As A Woman – Differences in How I’ve Been Treated Since Transitioning

Trans woman reporting for duty! Here a some of the things I have noticed in how women are treated vs how men are treated. (I started HRT at 22, I’m 31 now.)

One thing that I’ve really come to appreciate is the power of compliments. Women compliment if my hair or make up look better or if I wear new earrings or something, people will notice and say something. It’s taken me a while to get used to complimenting coworkers without feeling weird. I used to worry someone would think I was hitting on them, and I guess I still do a little. It’s also made me aware of much a compliment could really make a man’s day, as while they seem to get handed out with women all of the time, men like NEVER receive them in my experience. Part of that I think is just that men’s socially encouraged fashion is much more restrictive.

Coworkers will offer to like lift heavy things for me. I’m conflicted when it happens. I’m kind of validated to be seen as a woman, but I kind of want to try and see if I can do it on my own. Sometimes I do and can. Other times I feel how heavy it was later and am like, yeah I couldn’t have got that down from that high…

I feel like certain people are less likely to listen to me. I find I have a harder time jumping into conversations than I might otherwise, or for people to interrupt or contradict me, but that could be confirmation bias.

Obviously there’s also the creepy old dudes who hit on you, the customers who ask if you’re married when you try to have a platonic conversation then immediately disengage if you’re in a relationships. The rando dudes I get friend requests from on Facebook every day, and omg, just the way horny dudes are on social media in general. I can’t imagine objectifying people like that…

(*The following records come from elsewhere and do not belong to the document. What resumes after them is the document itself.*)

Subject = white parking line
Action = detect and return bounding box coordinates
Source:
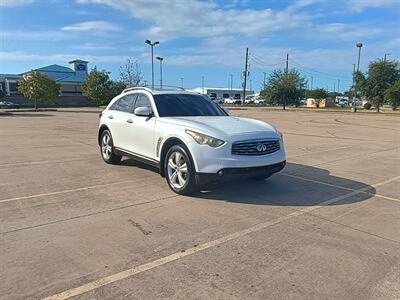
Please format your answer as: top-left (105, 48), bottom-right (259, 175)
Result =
top-left (0, 154), bottom-right (99, 168)
top-left (43, 176), bottom-right (400, 300)
top-left (287, 146), bottom-right (353, 159)
top-left (0, 179), bottom-right (134, 203)
top-left (278, 172), bottom-right (400, 202)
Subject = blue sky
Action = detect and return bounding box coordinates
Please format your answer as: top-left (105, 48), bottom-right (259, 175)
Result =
top-left (0, 0), bottom-right (400, 90)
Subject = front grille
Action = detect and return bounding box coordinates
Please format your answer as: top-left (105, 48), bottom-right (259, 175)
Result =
top-left (232, 140), bottom-right (280, 155)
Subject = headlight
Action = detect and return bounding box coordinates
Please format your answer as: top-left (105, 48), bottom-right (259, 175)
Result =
top-left (185, 129), bottom-right (225, 148)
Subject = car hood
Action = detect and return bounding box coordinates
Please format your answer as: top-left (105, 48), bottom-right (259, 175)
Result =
top-left (162, 116), bottom-right (277, 137)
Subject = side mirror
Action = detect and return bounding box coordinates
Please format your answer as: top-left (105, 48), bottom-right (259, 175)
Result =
top-left (134, 106), bottom-right (152, 117)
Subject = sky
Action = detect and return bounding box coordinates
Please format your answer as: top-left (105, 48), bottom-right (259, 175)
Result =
top-left (0, 0), bottom-right (400, 91)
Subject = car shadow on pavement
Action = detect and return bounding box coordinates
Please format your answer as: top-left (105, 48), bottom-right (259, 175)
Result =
top-left (193, 163), bottom-right (375, 206)
top-left (120, 159), bottom-right (375, 206)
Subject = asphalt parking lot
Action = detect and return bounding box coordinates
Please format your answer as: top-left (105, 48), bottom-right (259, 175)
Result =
top-left (0, 109), bottom-right (400, 299)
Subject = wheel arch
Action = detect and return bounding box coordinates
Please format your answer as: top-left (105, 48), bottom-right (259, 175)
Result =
top-left (97, 124), bottom-right (110, 146)
top-left (160, 137), bottom-right (196, 177)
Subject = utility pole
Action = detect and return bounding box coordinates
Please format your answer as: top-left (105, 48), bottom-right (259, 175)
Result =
top-left (242, 48), bottom-right (249, 104)
top-left (283, 53), bottom-right (289, 110)
top-left (156, 56), bottom-right (164, 89)
top-left (145, 40), bottom-right (160, 89)
top-left (263, 72), bottom-right (267, 90)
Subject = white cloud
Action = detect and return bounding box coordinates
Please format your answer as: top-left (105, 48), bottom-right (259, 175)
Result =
top-left (345, 0), bottom-right (400, 12)
top-left (0, 0), bottom-right (33, 6)
top-left (77, 0), bottom-right (308, 39)
top-left (1, 30), bottom-right (71, 41)
top-left (0, 51), bottom-right (129, 64)
top-left (61, 21), bottom-right (121, 31)
top-left (307, 23), bottom-right (383, 41)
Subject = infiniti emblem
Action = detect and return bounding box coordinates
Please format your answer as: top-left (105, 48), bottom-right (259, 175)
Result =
top-left (256, 144), bottom-right (267, 152)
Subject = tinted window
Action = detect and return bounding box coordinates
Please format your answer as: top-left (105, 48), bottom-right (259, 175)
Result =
top-left (110, 95), bottom-right (136, 113)
top-left (135, 94), bottom-right (152, 110)
top-left (154, 94), bottom-right (226, 117)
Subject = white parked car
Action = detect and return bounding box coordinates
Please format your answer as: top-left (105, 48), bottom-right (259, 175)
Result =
top-left (98, 87), bottom-right (286, 194)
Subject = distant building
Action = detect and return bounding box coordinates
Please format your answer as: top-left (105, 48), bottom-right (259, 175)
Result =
top-left (307, 98), bottom-right (335, 108)
top-left (192, 87), bottom-right (254, 100)
top-left (0, 59), bottom-right (88, 96)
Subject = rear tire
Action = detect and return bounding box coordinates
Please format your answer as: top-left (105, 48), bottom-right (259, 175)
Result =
top-left (164, 145), bottom-right (197, 195)
top-left (100, 129), bottom-right (122, 165)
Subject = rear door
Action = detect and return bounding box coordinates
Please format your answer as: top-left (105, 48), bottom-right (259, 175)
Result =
top-left (129, 93), bottom-right (156, 159)
top-left (109, 94), bottom-right (136, 150)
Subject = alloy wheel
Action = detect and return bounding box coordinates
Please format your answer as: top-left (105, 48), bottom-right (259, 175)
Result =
top-left (167, 151), bottom-right (188, 189)
top-left (101, 133), bottom-right (112, 160)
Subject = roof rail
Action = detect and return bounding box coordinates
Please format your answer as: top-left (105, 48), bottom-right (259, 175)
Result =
top-left (121, 86), bottom-right (152, 94)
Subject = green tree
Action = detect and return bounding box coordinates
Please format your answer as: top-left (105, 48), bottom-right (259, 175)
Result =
top-left (261, 69), bottom-right (306, 109)
top-left (119, 58), bottom-right (142, 87)
top-left (385, 79), bottom-right (400, 110)
top-left (17, 71), bottom-right (61, 109)
top-left (82, 68), bottom-right (126, 106)
top-left (357, 59), bottom-right (400, 112)
top-left (306, 89), bottom-right (329, 99)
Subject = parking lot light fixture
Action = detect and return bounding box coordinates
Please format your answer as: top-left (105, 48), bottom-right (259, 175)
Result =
top-left (156, 56), bottom-right (164, 89)
top-left (144, 40), bottom-right (160, 89)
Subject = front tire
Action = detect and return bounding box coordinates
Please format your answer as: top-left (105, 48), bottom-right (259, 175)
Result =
top-left (100, 129), bottom-right (122, 165)
top-left (164, 145), bottom-right (197, 195)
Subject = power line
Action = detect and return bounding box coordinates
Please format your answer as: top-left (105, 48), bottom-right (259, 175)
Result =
top-left (291, 59), bottom-right (349, 79)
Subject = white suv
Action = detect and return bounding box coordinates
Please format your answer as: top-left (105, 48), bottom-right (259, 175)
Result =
top-left (98, 87), bottom-right (286, 194)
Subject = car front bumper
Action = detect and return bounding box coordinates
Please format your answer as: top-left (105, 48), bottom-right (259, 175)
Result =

Another thing I have been thinking about since writing this post is that I feel strangers in customer service settings are far more likely to get uncomfortably close to me. I’m not sure if women do this to, but what I have noticed is this very strange feeling of a large guy getting so close your faces are almost touching and just feeling like, very meek and powerless. It’s hard to explain. If someone stood that close to me pre-transition I feel like it would just feel awkward, not like that. I’m not sure if others experience the same thing.

But yeah, that’s kinda what I can think of.